"Each step forward has a sacred meaning of its own" Sri Chinmoy
Cotswold Standard Triathlon - Lake 62, Ashton Keynes - 5th August 2017
I suppose I had trained OK for this one – virtually no running but some hard sessions on the bike and even a bit of quality in the pool/lake (hard 50m reps of standing recoveries in the pool, and just keeping up regular weekly swims at Cromhall Lake of around 2400m)
The first half of the summer of 2017 was awesome – proper 1976 revisited – but since mid July we’d been back to the traditional sunshine and showers so it was all a bit unpredictable right up until race day. The final forecast was for a dry start with rain during the race so I packed a gilet and hoped I wouldn’t need it. I had never run sockless in my new running shoes but they felt good on my feet so I decided to chance it.

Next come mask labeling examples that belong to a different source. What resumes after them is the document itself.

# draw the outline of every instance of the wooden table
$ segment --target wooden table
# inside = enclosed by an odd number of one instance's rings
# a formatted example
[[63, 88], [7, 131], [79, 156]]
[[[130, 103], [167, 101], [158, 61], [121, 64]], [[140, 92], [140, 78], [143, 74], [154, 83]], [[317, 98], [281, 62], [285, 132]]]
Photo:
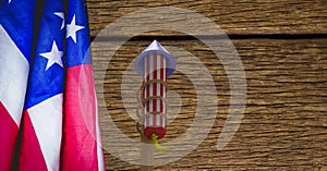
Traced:
[[[152, 40], [192, 52], [214, 78], [218, 110], [210, 133], [191, 154], [155, 169], [327, 170], [327, 1], [88, 0], [87, 5], [93, 38], [133, 11], [164, 5], [192, 10], [228, 34], [243, 62], [247, 84], [245, 112], [232, 141], [217, 150], [230, 105], [230, 85], [223, 65], [207, 46], [185, 34], [150, 32], [124, 44], [106, 65], [108, 49], [101, 44], [112, 39], [102, 37], [101, 42], [93, 44], [97, 87], [104, 86], [98, 94], [105, 95], [106, 103], [99, 107], [100, 114], [109, 114], [109, 110], [121, 132], [135, 141], [140, 135], [122, 103], [121, 81], [129, 64]], [[105, 71], [101, 85], [100, 73]], [[169, 80], [169, 87], [182, 98], [182, 110], [167, 127], [167, 142], [192, 124], [196, 95], [192, 86], [183, 84], [187, 82], [180, 72]], [[114, 136], [101, 129], [104, 143], [108, 136]], [[108, 152], [105, 158], [109, 170], [140, 169]]]

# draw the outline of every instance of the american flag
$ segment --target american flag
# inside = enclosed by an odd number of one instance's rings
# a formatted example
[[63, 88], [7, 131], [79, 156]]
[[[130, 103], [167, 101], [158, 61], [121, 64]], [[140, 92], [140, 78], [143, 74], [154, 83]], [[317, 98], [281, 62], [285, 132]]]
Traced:
[[1, 1], [0, 16], [0, 170], [20, 130], [17, 170], [105, 170], [85, 1]]

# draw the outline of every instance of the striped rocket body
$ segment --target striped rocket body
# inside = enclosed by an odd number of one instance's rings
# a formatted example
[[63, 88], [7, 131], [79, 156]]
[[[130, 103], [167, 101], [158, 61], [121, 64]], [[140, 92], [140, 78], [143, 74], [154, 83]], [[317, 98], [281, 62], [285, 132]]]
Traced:
[[135, 60], [135, 71], [144, 80], [144, 130], [148, 139], [166, 135], [166, 82], [175, 69], [174, 58], [154, 40]]
[[[162, 138], [166, 134], [166, 59], [161, 53], [152, 52], [144, 59], [144, 134]], [[161, 82], [161, 83], [160, 83]]]

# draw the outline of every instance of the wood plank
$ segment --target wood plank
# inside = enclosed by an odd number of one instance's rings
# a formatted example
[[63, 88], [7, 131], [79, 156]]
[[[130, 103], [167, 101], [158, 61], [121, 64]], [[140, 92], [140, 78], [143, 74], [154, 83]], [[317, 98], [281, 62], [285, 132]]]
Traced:
[[[160, 42], [166, 47], [174, 46], [192, 52], [205, 64], [217, 86], [218, 110], [210, 133], [195, 150], [178, 161], [156, 169], [326, 170], [326, 40], [232, 40], [245, 69], [247, 103], [239, 131], [221, 150], [216, 149], [216, 143], [227, 118], [231, 95], [223, 65], [210, 49], [198, 40], [161, 40]], [[99, 112], [104, 144], [108, 143], [109, 138], [118, 136], [106, 126], [108, 115], [122, 133], [140, 141], [135, 122], [122, 103], [121, 81], [130, 62], [149, 42], [128, 41], [114, 52], [108, 65], [108, 54], [112, 50], [106, 46], [108, 42], [93, 44], [97, 93], [104, 94], [106, 105], [100, 107]], [[187, 64], [187, 62], [179, 64]], [[105, 77], [101, 75], [104, 71], [106, 71]], [[196, 74], [196, 71], [194, 68], [191, 74]], [[136, 75], [131, 75], [133, 76]], [[101, 81], [105, 82], [104, 85], [100, 84]], [[130, 84], [131, 94], [126, 103], [133, 103], [135, 95], [132, 94], [132, 89], [137, 86], [136, 83]], [[182, 107], [175, 120], [172, 121], [174, 115], [170, 115], [172, 122], [167, 126], [164, 142], [170, 142], [185, 133], [196, 112], [196, 91], [185, 74], [177, 71], [169, 77], [168, 85], [171, 90], [181, 96]], [[99, 90], [101, 86], [104, 91]], [[178, 108], [178, 100], [173, 100], [175, 99], [170, 99], [172, 108], [173, 106]], [[123, 145], [124, 142], [121, 144]], [[113, 148], [114, 144], [111, 146]], [[177, 146], [183, 149], [183, 144]], [[128, 154], [129, 150], [130, 147], [125, 147], [121, 152]], [[140, 169], [140, 166], [122, 161], [108, 152], [106, 163], [110, 170]]]
[[[92, 36], [96, 36], [121, 16], [157, 7], [175, 7], [194, 11], [214, 21], [229, 35], [327, 33], [327, 1], [323, 0], [87, 0], [87, 7]], [[159, 17], [162, 20], [167, 15]], [[138, 21], [138, 25], [122, 26], [122, 30], [130, 33], [134, 30], [133, 27], [142, 26], [141, 23], [148, 20], [149, 23], [156, 23], [158, 19], [133, 15], [131, 20]], [[189, 17], [185, 22], [190, 27], [198, 24], [192, 23], [194, 19]], [[169, 24], [180, 25], [179, 21], [173, 19]], [[179, 33], [160, 32], [144, 35], [179, 35]]]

As usual I was one of the early arrivals and the race had a pleasantly laid back feel with around 200 entrants and a spacious transition area right next to the swim exit on soft, smooth grass. That meant I could opt for pulling on my bike shoes for the run out of T1 instead of having to clip them into the pedals – also it was mild so I could forget about the gilet. Everything seemed to be coming together for a simple race…I felt relaxed and happy with how the training had gone, which is strange as injury means I can hardly do any running, but usually I can do that from memory up to 10k.

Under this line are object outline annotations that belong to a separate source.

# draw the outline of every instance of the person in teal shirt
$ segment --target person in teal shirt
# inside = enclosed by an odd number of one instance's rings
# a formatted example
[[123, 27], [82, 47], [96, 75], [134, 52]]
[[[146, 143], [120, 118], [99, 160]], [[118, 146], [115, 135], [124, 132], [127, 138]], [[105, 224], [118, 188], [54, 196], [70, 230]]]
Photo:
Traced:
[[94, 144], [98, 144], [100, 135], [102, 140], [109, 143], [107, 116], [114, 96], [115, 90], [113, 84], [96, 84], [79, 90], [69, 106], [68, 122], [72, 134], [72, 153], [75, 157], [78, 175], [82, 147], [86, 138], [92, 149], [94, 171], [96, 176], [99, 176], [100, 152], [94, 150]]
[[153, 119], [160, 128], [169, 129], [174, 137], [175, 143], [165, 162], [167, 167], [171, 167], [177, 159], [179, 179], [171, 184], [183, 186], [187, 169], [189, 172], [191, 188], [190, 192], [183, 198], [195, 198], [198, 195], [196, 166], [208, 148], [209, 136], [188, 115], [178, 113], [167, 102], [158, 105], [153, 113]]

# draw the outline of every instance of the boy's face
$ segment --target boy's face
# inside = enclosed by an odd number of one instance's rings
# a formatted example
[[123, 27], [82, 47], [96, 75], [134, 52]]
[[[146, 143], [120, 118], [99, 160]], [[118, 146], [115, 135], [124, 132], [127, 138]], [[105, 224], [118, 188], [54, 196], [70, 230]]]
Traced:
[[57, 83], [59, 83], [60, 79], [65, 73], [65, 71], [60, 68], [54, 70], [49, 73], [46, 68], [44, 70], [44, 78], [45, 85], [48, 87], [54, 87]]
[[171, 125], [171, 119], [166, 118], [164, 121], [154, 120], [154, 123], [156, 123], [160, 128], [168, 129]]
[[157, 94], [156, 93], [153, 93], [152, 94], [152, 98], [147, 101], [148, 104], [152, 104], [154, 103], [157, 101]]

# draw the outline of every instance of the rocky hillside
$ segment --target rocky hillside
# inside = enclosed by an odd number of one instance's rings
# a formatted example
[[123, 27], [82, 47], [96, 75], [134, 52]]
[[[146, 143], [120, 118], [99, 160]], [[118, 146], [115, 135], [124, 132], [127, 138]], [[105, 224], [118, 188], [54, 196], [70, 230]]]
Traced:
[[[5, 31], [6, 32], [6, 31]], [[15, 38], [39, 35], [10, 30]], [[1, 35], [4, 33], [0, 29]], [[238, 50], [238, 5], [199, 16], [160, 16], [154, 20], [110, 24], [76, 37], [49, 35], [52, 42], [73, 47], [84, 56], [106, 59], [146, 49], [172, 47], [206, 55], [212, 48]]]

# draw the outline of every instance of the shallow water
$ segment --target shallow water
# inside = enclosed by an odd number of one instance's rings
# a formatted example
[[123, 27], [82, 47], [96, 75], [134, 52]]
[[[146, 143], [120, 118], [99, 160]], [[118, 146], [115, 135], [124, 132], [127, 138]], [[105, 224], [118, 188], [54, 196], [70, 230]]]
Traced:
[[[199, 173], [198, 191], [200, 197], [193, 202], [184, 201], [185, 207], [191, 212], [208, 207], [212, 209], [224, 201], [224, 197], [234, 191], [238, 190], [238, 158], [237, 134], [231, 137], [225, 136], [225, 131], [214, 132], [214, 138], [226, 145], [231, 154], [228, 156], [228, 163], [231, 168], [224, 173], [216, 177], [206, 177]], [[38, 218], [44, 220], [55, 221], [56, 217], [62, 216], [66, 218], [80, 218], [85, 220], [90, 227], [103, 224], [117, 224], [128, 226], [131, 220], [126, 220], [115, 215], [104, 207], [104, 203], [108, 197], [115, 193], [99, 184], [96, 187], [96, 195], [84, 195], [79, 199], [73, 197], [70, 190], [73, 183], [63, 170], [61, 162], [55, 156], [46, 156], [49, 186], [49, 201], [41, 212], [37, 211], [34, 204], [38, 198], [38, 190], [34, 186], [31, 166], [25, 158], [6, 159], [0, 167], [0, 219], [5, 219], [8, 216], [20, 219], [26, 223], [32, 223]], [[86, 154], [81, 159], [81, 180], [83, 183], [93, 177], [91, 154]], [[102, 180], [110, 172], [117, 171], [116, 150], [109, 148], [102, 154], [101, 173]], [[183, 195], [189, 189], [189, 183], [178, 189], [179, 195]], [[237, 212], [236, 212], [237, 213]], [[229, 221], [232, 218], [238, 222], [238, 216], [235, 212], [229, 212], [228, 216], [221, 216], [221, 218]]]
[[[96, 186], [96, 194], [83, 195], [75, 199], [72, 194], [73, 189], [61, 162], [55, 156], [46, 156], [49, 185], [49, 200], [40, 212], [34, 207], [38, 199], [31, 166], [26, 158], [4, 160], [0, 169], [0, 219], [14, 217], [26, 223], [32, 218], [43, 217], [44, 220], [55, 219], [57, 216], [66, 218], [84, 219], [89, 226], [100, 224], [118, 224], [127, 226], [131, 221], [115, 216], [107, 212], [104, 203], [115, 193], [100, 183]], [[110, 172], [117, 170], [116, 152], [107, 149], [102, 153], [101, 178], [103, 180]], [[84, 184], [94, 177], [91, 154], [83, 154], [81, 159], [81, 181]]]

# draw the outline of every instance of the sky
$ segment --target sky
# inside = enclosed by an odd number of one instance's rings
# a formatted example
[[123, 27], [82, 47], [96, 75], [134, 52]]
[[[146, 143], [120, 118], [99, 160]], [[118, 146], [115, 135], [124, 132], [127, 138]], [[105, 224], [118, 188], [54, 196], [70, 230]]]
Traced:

Wave 1 went off at 9 and that meant we had our wave 2 start while they were coming round for lap 2 – plenty of room though in the nice mild lake though. I don’t often genuinely enjoy the swim leg of a tri as I’m kind of focussed on getting it over and done with, but this time it felt good. The water temperature definitely helped, and the fact that I was in reasonable shape. I was near the back of my pack and not able to catch the fast swimmers from other waves who cruised past but I was sighting well, swimming a good line, generally having a good experience. I was definitely tiring in lap 2 and the slippery ramp swim exit was a challenge but I emerged smiling from the water (photos prove it) in around 29 minutes. That’s 4 mins quicker than 2016!! Great result on leg 1.
Transition is often a nightmare in my old, tight wetsuit but this time it almost fell off without a struggle and I was soon into helmet, shoes & shades ready for the run out. Once on the road I worked darn hard – I was hoping for 20 or 21 mph avg speed, with the bends and junctions (including 2 compulsory foot-downs) likely to make that a big ask, but as I pushed into the headwind I was only averaging 18 despite being flat out. Well, was it a headwind or was it imagination? Hard to tell until you turn the corner and see if your speed goes up. On this occasion it did and I even touched 26mph on some flat sections so that’s good for me. My mind was nice and clear and still, just like Lake 62 had been earlier, but legs and lungs were at full stretch and I felt slightly sick from the effort. Nevertheless I was able to enjoy the Cotswold village scenery, the soft summer landscape, the joy of looking at my garmin and seeing I was now averaging over 20mph. So far so good..
In lap 2 the huge, glowering clouds that had been gathering came overhead and cold, spattery rain began to sting my arms. It wasn’t that cold and it looked like it was just a sharp shower so like everyone else I just ploughed on into it. At times it felt like hail but it was definitely just rain, but falling hard enough to bounce off the road and collect as standing water in places. I took it easy on the bends, having seen enough crashes in the Tour De France coverage to have developed rainophobia (to add to my pre-existing downhillophobia). Soon blue sky floating in from the west, promising a sunny end to the bike leg, which duly arrived as I kept up my steady average of 20+ on the twisty course. T2 was easy enough and as I jogged out to start the run, which I thought was 9 laps, I realised I had a chance of a PB so long as we had started on time (I had clock time on my watch, not race time).
Running off the bike was a shock to the system especially after such a hard effort in both the swim and the bike, and having forced 4 Hi-5 gels and 600ml of Hi-5 Zero down me on the bike, so I felt some nausea and stomach cramp that held me back a bit at first. I knew if I overcooked it I would develop a stitch and have to slow down so I had to get it right on the edge of stitch territory and hold it there at that uncomfortable pace. The lap time was just under 7 mins so I asked the marshal at the finish how many laps it was - they confirmed 6 not 9 so I was pleased/relieved to realise I was actually on for a PB.
As the laps passed I relaxed enough to enjoy the woodland/lakeside scenery and the feeling of being flat out but in good enough shape to still feel the joy of the race. When the line came round I thought I had got a PB of 2.26 but I was assuming we had started bang on time - what if our wave had gone off earlier? I was a bit spaced out and staggering around from the effort so I didn't find anywhere to confirm the result - later when I got home I checked the online timings and there it was - 35th place out of 201 starters and a PB for the distance of 2.26. Swim had taken 29 something - 29.50 I think - best I've ever done in an open water tri. Ride was steady and run too - transitions OK as well especially T1. Well pleased with that for my main race of the year.